Van Gogh made in China

Cosa accomuna il grande artista-operaio olandese e un giovane operaio-artista cinese in una fabbrica vicino Hong Kong? Questo è l’originale cortocircuito da cui parte lo spettacolo della compagnia romana Leviedelfool, ora in scena al Piccolo Bellini di Napoli
Van Gogh made in Cina

A Shenzhen, in Cina, esistono fabbriche a cielo aperto interamente dedicate alla riproduzione di opere d’arte destinate al merchandising dei Musei. Tra quelle più richieste c’è La Gioconda di Leonardo da Vinci e i Dodici girasoli in un vaso di Vincent Van Gogh. Ed ecco in scena Van Gogh, l’artista/operaio (846 tele, 1000 disegni, 821 lettere), e l’operaio/artista impiegato a Shenzhen. Da una parte il genio, la follia, il caso. Dall’altra la ricerca di un metodo infallibile per riprodurre miracoli su richiesta. Entrambi specializzati in girasoli ma scommettendo su destini diversi. «Ogni cosa che fai e che dici è un autoritratto».

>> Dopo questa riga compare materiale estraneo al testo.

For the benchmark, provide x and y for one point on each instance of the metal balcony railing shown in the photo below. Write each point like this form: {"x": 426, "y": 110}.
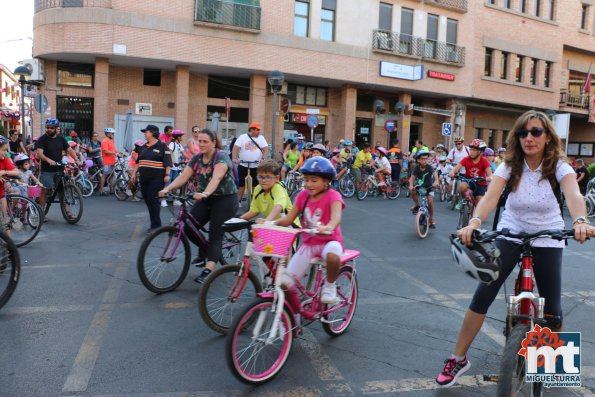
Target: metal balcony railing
{"x": 404, "y": 44}
{"x": 458, "y": 5}
{"x": 41, "y": 5}
{"x": 228, "y": 13}
{"x": 574, "y": 100}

Elencando al microfono una lista di azioni quotidiane assurte a opere d’arte, ripete questa frase il Van Gogh dell’attore e autore Simone Perinelli alternandosi nei panni del pittore olandese e in quelli di un cinese. Quest’ultimo è un venditore del made in China, cioè della riproduzione di massa dell’opera d’arte a fini commerciali e destinata alla deperibilità. È un arredatore d’interni, che elargisce i consigli dell’antica arte cinese di Feng Shui di arredare in armonia con l’energia dell’universo. Ma suggerisce anche le cinque regole del “selfie” perfetto, l’autoritratto del nostro tempo immortalato nello smartphone, l’autoscatto divenuto mania.

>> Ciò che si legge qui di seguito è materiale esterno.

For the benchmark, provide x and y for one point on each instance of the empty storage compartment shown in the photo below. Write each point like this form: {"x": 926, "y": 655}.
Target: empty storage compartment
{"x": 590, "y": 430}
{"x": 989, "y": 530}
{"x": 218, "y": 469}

Cosa c’entri Vincent con la Cina, due mondi distanti sia geograficamente che culturalmente, è presto detto: mettere a confronto, nel loro stridente contrasto di eternità e deteriorabilità, l’arte sublime e immortale del grande artista – che scriveva di «non soffocare la tua ispirazione e la tua immaginazione, non diventare lo schiavo del tuo modello» –, e quella kitsch ed effimera della riproducibilità. Nasce da questa idea lo spettacolo Made in China. Postcards from Van Gogh di Simone Perinelli in scena con Claudia Marsicano della compagnia Leviedelfool (spettacolo che dal 2015 continua a girare l’Italia).

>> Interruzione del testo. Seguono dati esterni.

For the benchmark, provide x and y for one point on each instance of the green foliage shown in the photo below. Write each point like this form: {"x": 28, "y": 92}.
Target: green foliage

Ed è subito visione teatrale: un richiamo al mondo pittorico e alle pagine letterarie di Vincent sconfinanti nell’immaginario orientale di ieri, compreso il mondo ordinario di oggi: come i cinesi dei negozi commerciali, resi con l’ironia dell’imitazione parlata della “elle” al posto della “erre”, e con una divertente scenetta, sempre, però, nell’alveo di una scrittura poetica e surreale creata da un susseguirsi di quadri a sé stanti, di scene evocative. Dal roteare sempre più veloce di un ombrellino il cui colore giallo crea l’illusione ottica del girasole, alla pioggia di petali, alla tazza del tè nella composta sequenza di un’interminabile roteare del cucchiaino, al canto di O’ sole mio in cinese, alla memoria del colore nel cervello descritto nella zona dell’ippocampo. S

ulla scena bianca o disseminata di segni geometrici luminosi e con le postazioni di due microfoni e di una sedia, vive la presenza di Van Gogh: delle lettere al fratello Theo, e soprattutto quelle a Emile Bernard e alla sorella Wilhelmina; della profonda solitudine; della lucida pazzia che lo faceva lavorare giorno e notte nell’ospedale psichiatrico di Saint Remy dove, ricordiamolo, produsse 150 dipinti e 100 disegni; dell’orecchio bendato; dei corvi nel campo di grano. È l’evocazione del pittore degli ultimi quadri – La sedia vuota, Autoritratto con orecchio bendato, La notte stellata, La camera di Vincent ad Arles – nel periodo di maggiore agitazione psicotica. Sono queste e altre le tracce gestuali disseminate in uno spettacolo denso suggestioni teatrali dove le parole, i suoni, gli oggetti, aprono a luoghi mentali e visivi, a spazi interiori, a cartoline dell’anima.

 

“Made in China. Postcards from Van Gogh”, uno spettacolo di Leviedelfool, drammaturgia e regia Simone Perinelli, musiche, originali Massimiliano Setti, disegno luci Marco Bagnai, produzione Fondazione Teatro della Toscana. A Napoli, Piccolo Bellini, fino al 9/12/2018.